"Home-run hitters drive Cadillacs; singles hitters drive Fords," Kiner once said.
Kiner wasn't behind the wheel on Saturday night at Shea Stadium, though, so the make of the car probably didn't matter.
The blue-and-orange logo on the hood of the Plymouth didn't, either, as it spelled out what the crowd already knew: It was Ralph Kiner Night at Shea Stadium. The Mets joined the fans in celebrating the Hall of Famer in a 30-minute ceremony on Saturday night before their game against Cincinnati.
The longest-tenured sportscaster in baseball, Kiner sat in the backseat with his wife, Ann, as the Plymouth came to a halt in the foul territory behind first base. Thousands of fans honored him with a standing ovation.
"It means an awful lot to me to be recognized by the people that hired you over the years and be recognized after all these years," Kiner said. "To be a broadcaster in New York is not easy, especially when you had some seasons like we had for years and years. But the good years, obviously, were '69, '73, '86, and later on, 2000 -- that was really worth all the losing years that we've had."
Kiner and his wife climbed out of the car as WFAN's Howie Rose introduced them -- not that they needed an introduction -- to the already-standing crowd. The pair left the Plymouth behind first base and made the long walk out to a small stage planted in center field to meet Rose and many of Kiner's family and friends.
Stepping to the podium, Kiner thanked his fans, fellow broadcasters, and the Mets franchise that he has come to know inside and out. The Mets awarded Kiner and his wife, who enjoy traveling together, a cruise to the destination of their choice.
Hall of Famer and former Mets pitcher Tom Seaver presented Kiner with a plaque honoring the all-time longest-standing sportscaster for his excellence and dedication, a plaque identical to the one that will hang in Shea's Diamond Club. The broadcast booth at the new Citi Field, which is set to open in 2009, will also bear Kiner's name.
From his playing days, Seaver recalled fond memories of his appearances on Kiner's postgame show, Kiner's Korner. Now a broadcaster himself, Seaver has taken a tip or two from the man that Rose called "the soundtrack of summer."
"One of the great things from a broadcasting standpoint that I learned from Ralph was that Ralph Kiner wanted the spotlight on you, he didn't want it on himself," Seaver said. "He wanted you to be the center of the platform. He wanted you to be the center of the presentation ... of whatever was going on, without any qualms whatsoever."
Kiner, a three-time Emmy Award winner, remembered his first day on Kiner's Korner, when the player he was interviewing bolted with the microphone still attached, bringing the whole set with him.
"It was a mess, that first show," Kiner said.
Frank Sinatra's "Summer Wind" wound through the loudspeakers at Shea as the big screen played a montage of clips from Kiner's career as both a broadcaster and player.

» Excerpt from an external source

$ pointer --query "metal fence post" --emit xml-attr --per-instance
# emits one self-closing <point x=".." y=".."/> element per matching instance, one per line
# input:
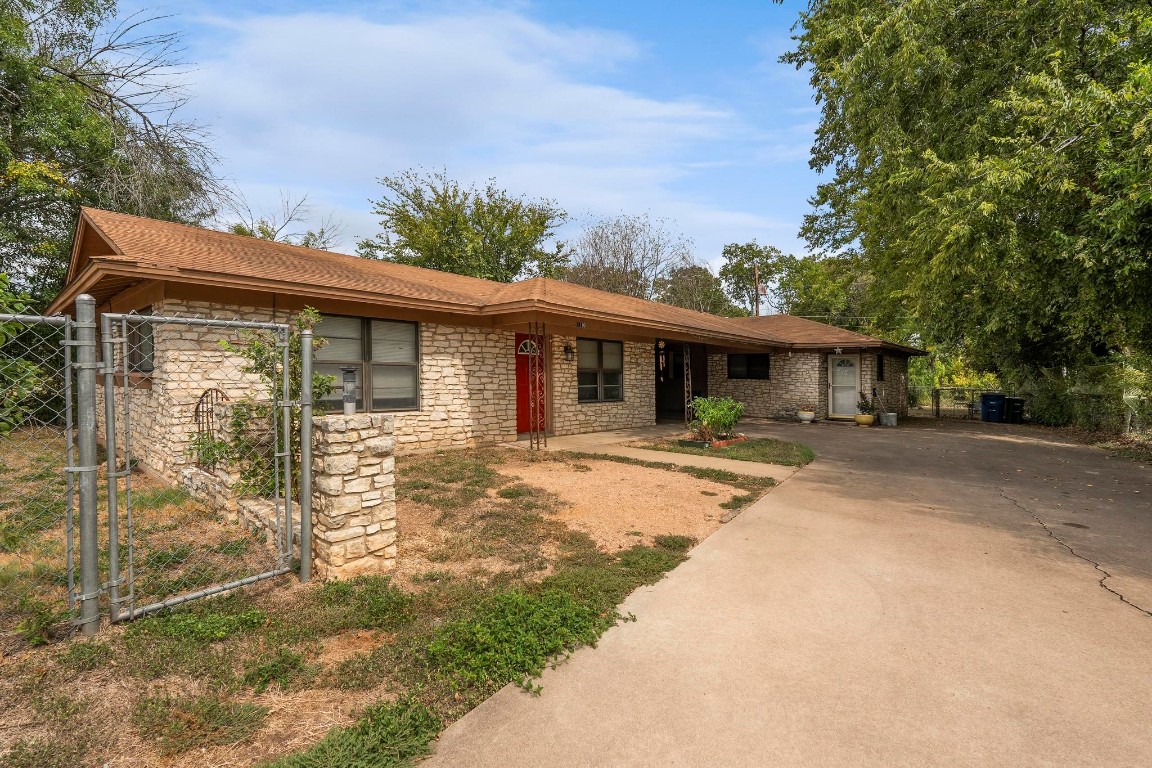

Kiner was never a Met on the field, but spent 10 seasons making a name for himself as a big-time hitter. He was elected to the Hall of Fame in 1975.
"He was a unique home-run hitter," Bob Friend said. "Ralph used to hit those shock-and-awe deals. I'm telling you they were a mile high, and they'd never come down. They'd be over the fence about 50 feet, and they'd just break the pitcher's heart."
During a reception before the ceremony, Gary Thorne read a poem entitled "A Tribute to Ralph Kiner" that was written by Ed Charles, the Mets' unofficial poet laureate. Yogi Berra, Bob Feller, Charles, Bud Harrelson, Keith Hernandez, Jerry Koosman, Ed Kranepool, Joe Pignatano and Rusty Staub all joined Seaver, Friend and Rose on the field to honor the man whom each of them looks up to.
"You can't help from liking him," Berra said.